Thursday, March 16, 2006

Thank you Missouri

for proving my point.

The Missouri legislature voted to defeat a measure that would (re)allow county health departments to carry contraception. Not, to make sure this is clear, emergency contraception. But just plain, ol' oral contraception.

The article says that anti-abortion groups were opposed to the spending. Why, you might ask? I mean, won't contraceptives reduce the number of abortions performed? Won't it also save the state millions of dollars on health services as well as the benefits given to low-income mothers? This isn't a pro-life or a cost-effective measure, is it? So, what's the big deal?

Thankfully, Representative Susan Phillips (R-Kansas City) gives us an explanation: "If you hand out contraception to single women, we're saying promiscuity is OK as a state, and I am not in support of that." Ahh! I get it. Or, rather, got it. It's more about controlling sexuality, isn't it? They clearly care more about that than about preventing abortions. And I think that says an awful lot about their "pro-life" cause.

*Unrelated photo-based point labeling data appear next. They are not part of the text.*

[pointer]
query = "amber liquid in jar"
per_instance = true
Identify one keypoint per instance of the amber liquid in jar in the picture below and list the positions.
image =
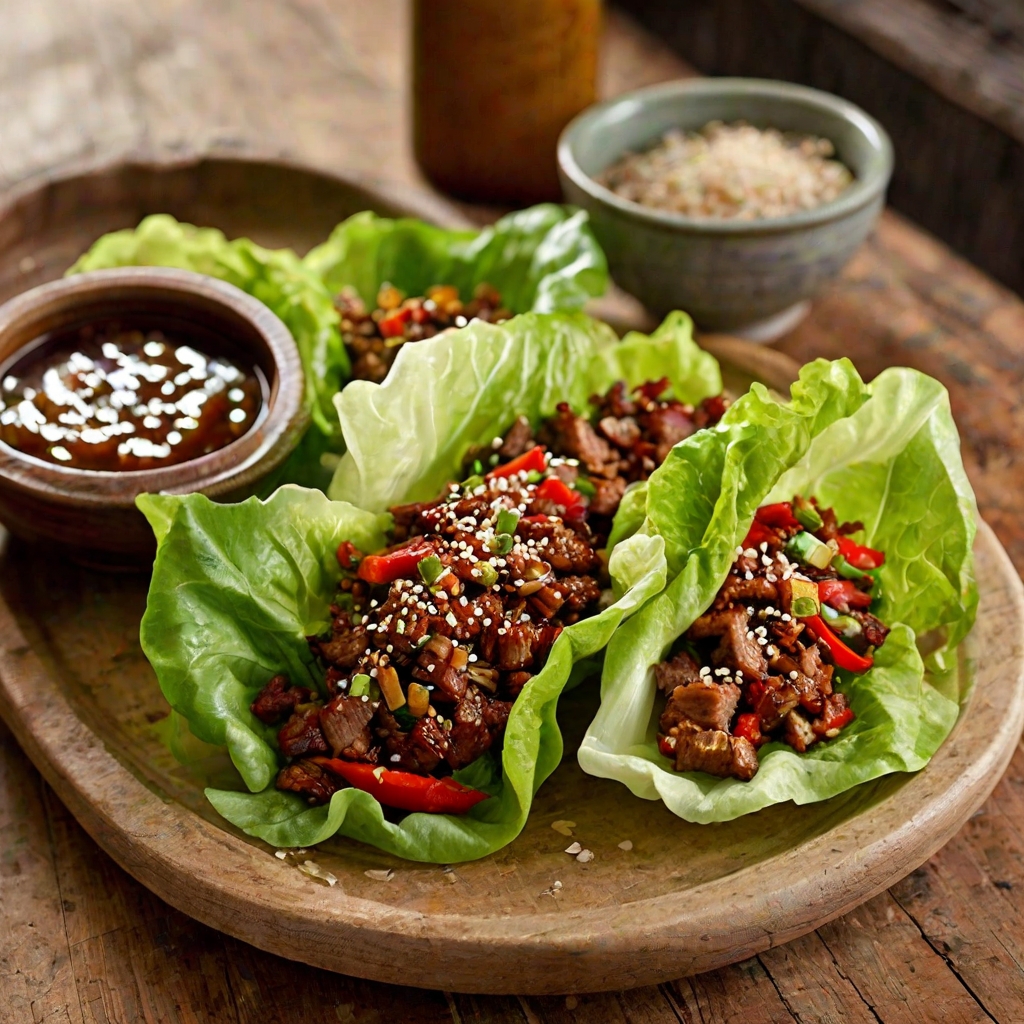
(494, 84)
(121, 398)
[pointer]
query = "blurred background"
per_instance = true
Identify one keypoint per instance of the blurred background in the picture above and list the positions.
(330, 82)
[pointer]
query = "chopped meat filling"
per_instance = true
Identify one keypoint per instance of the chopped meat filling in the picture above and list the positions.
(433, 640)
(628, 436)
(760, 665)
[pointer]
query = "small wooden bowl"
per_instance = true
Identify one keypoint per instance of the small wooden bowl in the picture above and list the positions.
(92, 514)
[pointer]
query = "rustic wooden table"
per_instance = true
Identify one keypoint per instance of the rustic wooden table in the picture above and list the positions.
(324, 81)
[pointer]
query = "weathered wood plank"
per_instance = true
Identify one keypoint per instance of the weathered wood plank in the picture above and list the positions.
(812, 986)
(894, 970)
(641, 1006)
(967, 901)
(741, 993)
(36, 978)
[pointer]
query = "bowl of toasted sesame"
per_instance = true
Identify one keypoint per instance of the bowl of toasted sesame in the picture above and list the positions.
(732, 199)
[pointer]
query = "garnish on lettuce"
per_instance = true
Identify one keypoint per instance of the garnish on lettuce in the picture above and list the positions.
(887, 454)
(237, 589)
(542, 259)
(407, 437)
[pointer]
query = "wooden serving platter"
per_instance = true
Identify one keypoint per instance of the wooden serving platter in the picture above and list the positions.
(83, 702)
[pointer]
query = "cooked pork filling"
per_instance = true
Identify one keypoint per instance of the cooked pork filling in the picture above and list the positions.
(627, 437)
(759, 666)
(432, 640)
(373, 338)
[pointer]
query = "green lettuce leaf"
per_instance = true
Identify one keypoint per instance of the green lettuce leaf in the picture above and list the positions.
(278, 278)
(236, 590)
(542, 259)
(464, 388)
(887, 454)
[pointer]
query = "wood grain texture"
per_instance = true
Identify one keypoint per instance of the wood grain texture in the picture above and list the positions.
(86, 81)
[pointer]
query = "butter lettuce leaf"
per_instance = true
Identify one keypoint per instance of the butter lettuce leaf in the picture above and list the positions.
(542, 259)
(407, 437)
(887, 454)
(237, 589)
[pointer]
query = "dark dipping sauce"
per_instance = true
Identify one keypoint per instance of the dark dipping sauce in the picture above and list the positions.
(109, 397)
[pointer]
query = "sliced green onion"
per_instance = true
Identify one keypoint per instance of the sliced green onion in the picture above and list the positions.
(508, 519)
(359, 686)
(502, 544)
(845, 625)
(406, 718)
(807, 515)
(809, 549)
(488, 574)
(430, 569)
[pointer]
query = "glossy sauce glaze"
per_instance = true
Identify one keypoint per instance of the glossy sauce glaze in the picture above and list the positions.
(109, 397)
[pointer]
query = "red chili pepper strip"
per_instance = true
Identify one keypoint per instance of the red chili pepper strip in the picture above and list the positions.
(554, 489)
(843, 594)
(394, 324)
(531, 461)
(758, 534)
(404, 790)
(779, 514)
(841, 654)
(859, 556)
(749, 726)
(393, 564)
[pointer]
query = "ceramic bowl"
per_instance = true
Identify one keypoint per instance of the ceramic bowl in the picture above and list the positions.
(742, 276)
(92, 514)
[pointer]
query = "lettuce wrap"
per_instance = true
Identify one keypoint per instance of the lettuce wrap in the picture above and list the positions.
(237, 589)
(887, 454)
(543, 259)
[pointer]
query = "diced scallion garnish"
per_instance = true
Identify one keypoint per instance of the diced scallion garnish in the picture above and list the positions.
(508, 519)
(359, 686)
(805, 598)
(419, 699)
(502, 544)
(431, 569)
(809, 549)
(488, 574)
(846, 626)
(387, 680)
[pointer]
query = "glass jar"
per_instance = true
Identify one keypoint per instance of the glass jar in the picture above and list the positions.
(494, 84)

Edit: I just wanted to add that I am well aware that this isn't just *my* argument. The only reason I kept linking back to my post of a few days ago is because I've been recently debating this very topic, and people have asked for evidence that some people are more anti-contraception than anti-abortion (thus, making their issue more about sexuality than life). This constitutes said evidence, so I thought I would play it up.